Plasma Concentrations of (n-3) Highly Unsaturated Fatty Acids Are Good Biomarkers of Relative Dietary Fatty Acid Intakes: A Cross-Sectional Study¹

Kiyonori Kuriki^*,,2, Teruo Nagaya^*, Yuko Tokudome^**, Nahomi Imaeda, Nakako Fujiwara, Juichi Sato, Chiho Goto^**, Masato Ikeda^#, Shinzo Maki, Kazuo Tajima and Shinkan Tokudome^*

^* Department of Health Promotion and Preventive Medicine, Nagoya City University Graduate School of Medical Sciences, Nagoya 467-8601, Japan; Division of Epidemiology and Prevention, Aichi Cancer Center Research Institute, Nagoya 464-8681, Japan; ^** Department of Health and Nutrition, Nagoya Bunri University School of Health and Human Life, Inazawa 492-8520, Japan; Nagoya City School of Nutrition, Nagoya 467-0011, Japan; Nagoya City University School of Nursing, Nagoya 467-8601, Japan; Department of General Medicine, Nagoya University Hospital, Nagoya 466-8560, Japan; ^# Department of Occupational Health Economics, University of Occupational and Environmental Health, Kitakyushu 807-8555, Japan; and Aichi Prefectural Dietetic Association, Nagoya 462-0845, Japan

²To whom correspondence should be addressed. E-mail: kkuriki{at}aichi-cc.jp.

	ABSTRACT

TOP ABSTRACT SUBJECTS AND METHODS RESULTS DISCUSSION LITERATURE CITED

 
A cross-sectional study was conducteded to clarify the associations of lifestyle factors (habitual exercise, alcohol intake and smoking habit) and plasma fatty acid (FA) concentrations as biomarkers of dietary FA intakes. We collected 7-d weighed diet records, lifestyle information and blood samples from 15 male and 79 female Japanese dietitians, and estimated dietary FA intakes and analyzed plasma FA concentrations. Plasma concentrations of eicosapentaenoic acid (EPA), docosahexaenoic acid (DHA) and (n-3) highly unsaturated FA (HUFA) derived from marine foods, but not linoleic and -linolenic acid from plant origins, demonstrated positive correlations with dietary intakes (r = 0.303–0.602, P < 0.05) in both genders. Multiple linear regression analyses adjusted for age, BMI, total energy intake, fat (or respective FA) consumption and lifestyle factors showed that dietary intakes of EPA, DHA and (n-3) HUFA were positively associated with age in men (P < 0.05) and negatively associated with BMI in women [P < 0.01 for DHA and (n-3) HUFA]. The plasma concentrations of EPA, DHA and (n-3) HUFA in women were found to be positively associated with age and marine oil (or respective FA) intake (P < 0.01), and negatively associated with total energy intake [P < 0.05 for EPA and (n-3) HUFA]. Lifestyle factors were not associated with dietary FA intakes and plasma FA concentrations. These findings suggest that the plasma concentrations of EPA, DHA and (n-3) HUFA might be useful biomarkers for the assessment of relative FA intakes without considering associations with habitual exercise, alcohol intake and smoking habit.

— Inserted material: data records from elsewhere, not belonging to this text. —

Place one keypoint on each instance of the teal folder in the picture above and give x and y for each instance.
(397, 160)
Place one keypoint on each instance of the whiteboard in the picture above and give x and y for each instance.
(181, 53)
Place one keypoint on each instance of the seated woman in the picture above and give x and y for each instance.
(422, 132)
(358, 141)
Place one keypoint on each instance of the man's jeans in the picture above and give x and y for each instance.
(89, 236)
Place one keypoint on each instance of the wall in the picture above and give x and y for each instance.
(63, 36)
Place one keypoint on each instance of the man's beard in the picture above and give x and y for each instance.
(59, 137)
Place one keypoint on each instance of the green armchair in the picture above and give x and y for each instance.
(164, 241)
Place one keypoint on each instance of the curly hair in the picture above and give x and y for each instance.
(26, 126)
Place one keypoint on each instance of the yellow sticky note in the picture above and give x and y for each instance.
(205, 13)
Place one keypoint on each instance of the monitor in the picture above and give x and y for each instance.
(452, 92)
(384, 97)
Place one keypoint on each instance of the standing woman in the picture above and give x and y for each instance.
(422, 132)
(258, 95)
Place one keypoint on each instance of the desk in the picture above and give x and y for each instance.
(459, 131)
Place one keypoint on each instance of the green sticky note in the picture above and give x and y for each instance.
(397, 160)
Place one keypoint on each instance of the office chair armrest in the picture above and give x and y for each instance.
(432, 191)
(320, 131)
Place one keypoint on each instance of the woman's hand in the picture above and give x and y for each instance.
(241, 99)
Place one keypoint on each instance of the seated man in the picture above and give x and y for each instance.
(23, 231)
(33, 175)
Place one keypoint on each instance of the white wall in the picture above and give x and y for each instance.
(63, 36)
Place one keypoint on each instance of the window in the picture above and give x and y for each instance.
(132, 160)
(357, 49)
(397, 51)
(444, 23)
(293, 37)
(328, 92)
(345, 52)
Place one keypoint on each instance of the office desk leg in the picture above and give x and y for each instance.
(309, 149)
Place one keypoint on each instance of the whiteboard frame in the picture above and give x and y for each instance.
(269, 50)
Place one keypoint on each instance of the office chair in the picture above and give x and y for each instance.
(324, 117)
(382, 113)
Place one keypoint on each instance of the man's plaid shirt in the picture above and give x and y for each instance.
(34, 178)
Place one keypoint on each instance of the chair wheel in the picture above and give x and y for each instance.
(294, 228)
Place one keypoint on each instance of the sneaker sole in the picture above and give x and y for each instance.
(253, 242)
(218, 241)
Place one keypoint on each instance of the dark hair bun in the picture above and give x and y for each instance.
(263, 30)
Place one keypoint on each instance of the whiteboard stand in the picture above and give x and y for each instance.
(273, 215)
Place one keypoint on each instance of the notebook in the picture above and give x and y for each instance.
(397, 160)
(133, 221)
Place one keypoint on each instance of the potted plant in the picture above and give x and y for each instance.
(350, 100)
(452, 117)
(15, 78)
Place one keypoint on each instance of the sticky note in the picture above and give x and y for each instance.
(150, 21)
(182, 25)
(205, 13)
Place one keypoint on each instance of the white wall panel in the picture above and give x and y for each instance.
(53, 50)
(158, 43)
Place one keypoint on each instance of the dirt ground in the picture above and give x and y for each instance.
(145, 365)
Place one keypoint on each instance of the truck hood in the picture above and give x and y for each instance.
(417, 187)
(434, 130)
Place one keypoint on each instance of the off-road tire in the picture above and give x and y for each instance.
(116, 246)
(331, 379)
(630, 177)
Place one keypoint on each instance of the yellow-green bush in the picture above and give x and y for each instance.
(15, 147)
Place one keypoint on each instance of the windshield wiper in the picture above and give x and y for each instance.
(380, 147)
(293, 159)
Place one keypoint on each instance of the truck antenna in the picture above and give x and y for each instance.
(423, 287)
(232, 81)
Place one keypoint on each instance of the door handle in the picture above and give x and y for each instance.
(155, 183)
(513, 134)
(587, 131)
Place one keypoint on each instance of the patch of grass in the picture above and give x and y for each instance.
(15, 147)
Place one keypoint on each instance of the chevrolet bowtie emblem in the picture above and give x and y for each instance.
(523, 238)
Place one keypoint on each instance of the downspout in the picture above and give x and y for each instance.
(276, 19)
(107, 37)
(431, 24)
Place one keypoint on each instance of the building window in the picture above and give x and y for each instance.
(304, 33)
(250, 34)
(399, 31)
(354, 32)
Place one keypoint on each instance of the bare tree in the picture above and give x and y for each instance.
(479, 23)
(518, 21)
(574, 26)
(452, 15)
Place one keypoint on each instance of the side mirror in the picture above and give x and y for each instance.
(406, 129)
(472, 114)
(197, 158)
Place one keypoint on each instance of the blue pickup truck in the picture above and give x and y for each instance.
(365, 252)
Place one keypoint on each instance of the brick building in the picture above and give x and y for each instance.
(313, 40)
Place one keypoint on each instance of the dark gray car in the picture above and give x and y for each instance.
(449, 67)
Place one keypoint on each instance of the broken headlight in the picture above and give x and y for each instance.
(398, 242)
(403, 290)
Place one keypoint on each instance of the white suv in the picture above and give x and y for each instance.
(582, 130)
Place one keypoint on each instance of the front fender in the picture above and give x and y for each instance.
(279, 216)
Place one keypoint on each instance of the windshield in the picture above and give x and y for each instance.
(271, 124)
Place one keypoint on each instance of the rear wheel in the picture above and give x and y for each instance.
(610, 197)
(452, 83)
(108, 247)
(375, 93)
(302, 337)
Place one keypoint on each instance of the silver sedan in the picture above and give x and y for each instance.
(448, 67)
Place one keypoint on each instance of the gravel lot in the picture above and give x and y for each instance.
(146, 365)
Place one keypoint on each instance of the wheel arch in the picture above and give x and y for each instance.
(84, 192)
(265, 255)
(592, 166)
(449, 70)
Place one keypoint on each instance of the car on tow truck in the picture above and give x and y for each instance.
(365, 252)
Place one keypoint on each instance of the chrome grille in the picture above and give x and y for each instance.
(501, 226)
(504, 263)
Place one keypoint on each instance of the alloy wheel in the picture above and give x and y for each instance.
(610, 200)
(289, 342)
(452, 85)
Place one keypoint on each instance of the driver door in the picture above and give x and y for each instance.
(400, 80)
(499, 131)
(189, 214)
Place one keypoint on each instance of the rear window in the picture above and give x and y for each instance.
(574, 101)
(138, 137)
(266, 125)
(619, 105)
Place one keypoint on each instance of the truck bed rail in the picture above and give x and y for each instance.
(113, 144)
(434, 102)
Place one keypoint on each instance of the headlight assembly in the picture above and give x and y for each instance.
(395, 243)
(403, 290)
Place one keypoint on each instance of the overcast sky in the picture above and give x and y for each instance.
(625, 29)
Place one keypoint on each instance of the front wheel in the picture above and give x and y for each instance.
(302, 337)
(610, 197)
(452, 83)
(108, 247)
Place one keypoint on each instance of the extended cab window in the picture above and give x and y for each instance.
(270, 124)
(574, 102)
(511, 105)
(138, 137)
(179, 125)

KEY WORDS: • biomarker • diet record • fatty acid • lifestyle • plasma concentration

Although many population-based studies have demonstrated the relationships between lifestyle and diseases/health, there are problems with the validity, reliability and reproducibility of lifestyle assessment, e.g., diet and alcohol intake assessment. Dietary surveys of dietitians, because of their elevated awareness, may be more reliable than those of the general population. As part of the Japanese Dietitians’ Epidemiologic Study, we have developed a semiquantitative food frequency questionnaire (SQFFQ)² for the assessment of the relationship between diet and diseases/health (1). Moreover, we have examined the validity and the reproducibility of SQFFQ using four-season consecutive 7-d weighed diet records (WDR) as a gold standard (2–4).

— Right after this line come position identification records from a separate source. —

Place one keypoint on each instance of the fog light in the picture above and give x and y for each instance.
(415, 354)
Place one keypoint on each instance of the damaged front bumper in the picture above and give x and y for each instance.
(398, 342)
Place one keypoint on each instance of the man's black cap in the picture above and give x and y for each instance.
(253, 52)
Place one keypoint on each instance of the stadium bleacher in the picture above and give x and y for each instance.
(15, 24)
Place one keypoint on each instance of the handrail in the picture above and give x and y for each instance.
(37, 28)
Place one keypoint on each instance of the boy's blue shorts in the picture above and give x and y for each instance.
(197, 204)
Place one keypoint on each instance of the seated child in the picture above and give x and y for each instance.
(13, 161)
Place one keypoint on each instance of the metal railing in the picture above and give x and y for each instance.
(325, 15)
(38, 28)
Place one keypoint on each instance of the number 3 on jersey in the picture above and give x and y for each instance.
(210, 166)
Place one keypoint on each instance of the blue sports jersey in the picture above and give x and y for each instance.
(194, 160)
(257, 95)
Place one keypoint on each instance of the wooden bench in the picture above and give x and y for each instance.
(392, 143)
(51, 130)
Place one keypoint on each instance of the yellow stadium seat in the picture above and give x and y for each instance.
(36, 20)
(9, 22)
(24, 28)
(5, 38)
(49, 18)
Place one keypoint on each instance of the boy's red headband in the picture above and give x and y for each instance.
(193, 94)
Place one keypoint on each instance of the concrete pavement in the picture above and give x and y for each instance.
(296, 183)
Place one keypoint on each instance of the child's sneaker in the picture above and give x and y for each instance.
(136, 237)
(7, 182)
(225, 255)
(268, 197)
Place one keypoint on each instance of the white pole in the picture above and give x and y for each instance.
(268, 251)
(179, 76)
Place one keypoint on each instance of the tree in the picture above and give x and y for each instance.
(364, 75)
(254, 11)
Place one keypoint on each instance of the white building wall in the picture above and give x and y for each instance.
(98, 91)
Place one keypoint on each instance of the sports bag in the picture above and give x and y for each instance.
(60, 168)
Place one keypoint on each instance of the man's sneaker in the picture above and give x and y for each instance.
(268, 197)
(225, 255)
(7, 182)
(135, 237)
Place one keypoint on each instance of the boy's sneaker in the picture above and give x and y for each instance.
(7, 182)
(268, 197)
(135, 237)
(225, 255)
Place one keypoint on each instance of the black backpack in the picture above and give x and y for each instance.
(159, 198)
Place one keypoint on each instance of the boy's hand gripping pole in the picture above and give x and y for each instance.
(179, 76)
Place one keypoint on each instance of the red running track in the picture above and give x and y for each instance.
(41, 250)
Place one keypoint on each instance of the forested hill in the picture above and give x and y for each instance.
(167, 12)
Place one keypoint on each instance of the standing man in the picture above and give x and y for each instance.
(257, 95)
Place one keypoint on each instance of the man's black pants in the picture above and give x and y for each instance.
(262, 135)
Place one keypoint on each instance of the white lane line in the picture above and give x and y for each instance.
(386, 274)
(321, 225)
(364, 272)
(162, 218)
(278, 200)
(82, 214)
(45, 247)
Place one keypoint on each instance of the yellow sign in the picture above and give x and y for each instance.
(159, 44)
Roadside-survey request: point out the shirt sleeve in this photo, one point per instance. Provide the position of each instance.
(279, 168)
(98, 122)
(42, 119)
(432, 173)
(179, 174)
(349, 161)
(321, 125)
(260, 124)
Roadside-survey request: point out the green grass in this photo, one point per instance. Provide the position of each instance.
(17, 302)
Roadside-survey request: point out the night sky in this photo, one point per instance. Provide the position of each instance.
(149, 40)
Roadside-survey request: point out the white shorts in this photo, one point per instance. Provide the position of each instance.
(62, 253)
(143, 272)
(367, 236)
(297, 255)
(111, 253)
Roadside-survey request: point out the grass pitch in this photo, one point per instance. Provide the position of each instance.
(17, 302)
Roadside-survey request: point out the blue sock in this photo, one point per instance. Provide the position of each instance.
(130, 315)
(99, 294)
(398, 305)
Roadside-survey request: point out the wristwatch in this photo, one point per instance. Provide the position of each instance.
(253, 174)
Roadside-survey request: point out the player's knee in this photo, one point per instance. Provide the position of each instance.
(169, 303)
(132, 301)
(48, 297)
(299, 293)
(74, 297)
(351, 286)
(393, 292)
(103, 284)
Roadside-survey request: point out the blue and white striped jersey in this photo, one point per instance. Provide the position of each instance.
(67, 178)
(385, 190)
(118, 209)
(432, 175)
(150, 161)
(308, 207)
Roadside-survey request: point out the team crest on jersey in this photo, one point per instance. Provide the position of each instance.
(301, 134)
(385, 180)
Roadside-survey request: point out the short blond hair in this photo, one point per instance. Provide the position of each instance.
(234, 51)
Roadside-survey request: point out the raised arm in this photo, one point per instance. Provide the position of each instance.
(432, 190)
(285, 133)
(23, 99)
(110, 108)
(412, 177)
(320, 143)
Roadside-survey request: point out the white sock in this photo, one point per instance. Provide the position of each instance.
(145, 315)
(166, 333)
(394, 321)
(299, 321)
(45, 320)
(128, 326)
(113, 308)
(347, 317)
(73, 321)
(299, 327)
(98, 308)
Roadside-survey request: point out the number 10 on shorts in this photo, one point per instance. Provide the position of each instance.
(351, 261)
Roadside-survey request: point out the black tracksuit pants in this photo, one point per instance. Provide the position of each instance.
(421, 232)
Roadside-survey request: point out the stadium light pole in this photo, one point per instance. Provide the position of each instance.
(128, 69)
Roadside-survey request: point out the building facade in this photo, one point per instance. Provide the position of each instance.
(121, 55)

The Westernization of the diet and excessive and/or imbalanced intake of fatty acids (FA) may be important in the pathogenesis of many lifestyle-related diseases such as colorectal, breast and prostate cancers, coronary heart disease (CHD), hyperlipidemia, diabetes mellitus and allergies (5–7). On the other hand, marine oil demonstrates an inverse association with CHD (8–10), and fish consumption has preventive effects against many lifestyle-related diseases (11–13). Schwertner and Mosser reported that concentration reflects changes in blood FA more accurately than does weight percentage and is more easily interpreted metabolically and therapeutically (14).

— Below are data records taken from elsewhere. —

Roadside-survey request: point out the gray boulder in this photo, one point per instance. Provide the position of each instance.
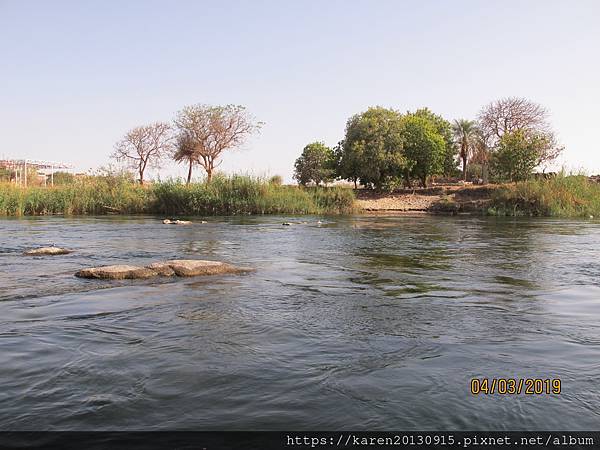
(196, 267)
(47, 251)
(117, 272)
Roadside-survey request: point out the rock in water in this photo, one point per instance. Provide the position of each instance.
(196, 267)
(161, 269)
(47, 251)
(117, 272)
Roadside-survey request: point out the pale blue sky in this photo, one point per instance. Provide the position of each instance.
(76, 75)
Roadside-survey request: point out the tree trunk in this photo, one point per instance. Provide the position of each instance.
(190, 173)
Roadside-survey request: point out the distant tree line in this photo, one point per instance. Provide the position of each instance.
(385, 149)
(198, 136)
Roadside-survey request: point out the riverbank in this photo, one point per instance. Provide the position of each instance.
(562, 196)
(234, 195)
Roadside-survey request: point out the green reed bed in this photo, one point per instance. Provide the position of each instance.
(248, 195)
(562, 196)
(223, 196)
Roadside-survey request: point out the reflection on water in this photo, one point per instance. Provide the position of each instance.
(359, 322)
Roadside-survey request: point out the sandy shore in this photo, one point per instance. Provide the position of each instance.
(448, 199)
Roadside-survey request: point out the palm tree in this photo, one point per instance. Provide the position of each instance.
(465, 133)
(186, 152)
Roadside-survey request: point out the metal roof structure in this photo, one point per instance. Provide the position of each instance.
(20, 167)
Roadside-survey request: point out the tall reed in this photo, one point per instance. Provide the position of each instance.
(223, 196)
(564, 196)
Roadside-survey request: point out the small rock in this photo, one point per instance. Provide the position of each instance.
(195, 267)
(117, 272)
(47, 251)
(161, 269)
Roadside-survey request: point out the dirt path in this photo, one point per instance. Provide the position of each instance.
(449, 199)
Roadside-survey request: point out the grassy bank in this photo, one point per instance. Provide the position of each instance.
(562, 196)
(223, 196)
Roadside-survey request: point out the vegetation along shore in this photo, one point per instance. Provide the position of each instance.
(388, 161)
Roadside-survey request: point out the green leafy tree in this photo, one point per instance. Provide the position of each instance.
(424, 147)
(316, 164)
(466, 135)
(347, 162)
(444, 128)
(517, 154)
(372, 148)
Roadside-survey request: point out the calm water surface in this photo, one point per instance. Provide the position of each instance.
(357, 323)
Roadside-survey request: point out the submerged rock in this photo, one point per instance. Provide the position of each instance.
(161, 269)
(47, 251)
(196, 267)
(117, 272)
(177, 222)
(179, 267)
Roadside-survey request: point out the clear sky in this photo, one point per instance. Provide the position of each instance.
(76, 75)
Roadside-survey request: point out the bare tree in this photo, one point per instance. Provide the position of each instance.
(465, 134)
(185, 152)
(210, 130)
(512, 114)
(144, 146)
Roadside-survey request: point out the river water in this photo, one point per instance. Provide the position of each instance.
(355, 323)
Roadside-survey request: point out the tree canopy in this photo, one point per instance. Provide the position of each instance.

Others have shown discrepancies in dietary intakes and plasma concentrations of FA according to age (15). Although dietary intakes of FA, except for eicosapentaenoic acid (EPA), docosahexaenoic acid (DHA) and (n-3) highly unsaturated FA [(HUFA) = EPA + 22:5(n-3) + DHA] derived from marine foods, but not linoleic acid (LA) and -linolenic acid (ALA) from plant origins, were higher in middle-aged than in both young adult and elderly groups in women, plasma concentrations of all selected FA had a positive association with age as well as serum total cholesterol and triacylglycerols. PUFA such as LA, arachidonic acid (AA) and ALA, but not saturated FA (SFA) and monounsaturated FA (MUFA), are called essential FA. Each metabolic pathway of (n-6) and (n-3) PUFA from LA and ALA to AA and DHA follows alternating steps of chain elongation and desaturation using the same set of enzymes (16,17). Age modifies appetite, taste, basal metabolism and physical activity (18), but FA metabolism and its enzymes are thought to be influenced not only by age and BMI, but also by lifestyle factors.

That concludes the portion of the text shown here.